Kolumne: Abspann:Allenthalben Kernfusionen

Lesezeit: 2 min

Für diese Stern-Ausgabe durften Aktivisten von Fridays for Future eine Woche lang bei den Konferenzen mitdiskutieren, Vorschläge einspeisen, Fragen stellen und Kritik üben. (Foto: Gruner + Jahr GmbH)

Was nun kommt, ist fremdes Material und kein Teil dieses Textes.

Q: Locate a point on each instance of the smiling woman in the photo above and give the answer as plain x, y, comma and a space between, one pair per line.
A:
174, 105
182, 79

Beobachtungen aus der Medienlandschaft, diesmal: "Welt"-Chefredakteur Ulf Poschardt regt sich über Kooperationen von "taz" und "Stern" mit Klimaaktivisten auf. Aber hatte die "Welt" nicht mal eine von VW mitgestaltete Ausgabe?

Von Philipp Bovermann

Der Stern und die taz haben sich entschieden, jeweils eine ganze Ausgabe der Tatsache zu widmen, dass der Planet, auf dem sie erscheinen, drauf und dran ist, sich in einen anderen, sehr viel heißeren und lebensfeindlicheren Planeten zu verwandeln. Eine ganze Ausgabe über das Ende der Welt. Die Redaktion des Stern hat sich dabei über die Schultern schauen lassen. Aktivisten von "Fridays for Future" durften eine Woche lang bei den Konferenzen mitdiskutieren, Themenvorschläge einspeisen, Fragen stellen und Kritik üben. Die taz ließ sich, in ihren eigenen Worten, von der Klimabewegung gar "kapern". Die Aktivisten strichen zunächst einmal die Ressorts Inland, Ausland, Wirtschaft und Umwelt und unterteilten die Welt neu, in Lokales und Globales.

Nicht so gut findet all das der Twitter-Aktivist und Welt-Chefredakteur Ulf Poschardt. Er kritisiert in einem Tweet die angebliche "Kernfusion von Klimajournalismus und Klimaaktivismus", die er auch in "zig anderen Redaktionen" beobachte, dort allerdings "inoffiziell".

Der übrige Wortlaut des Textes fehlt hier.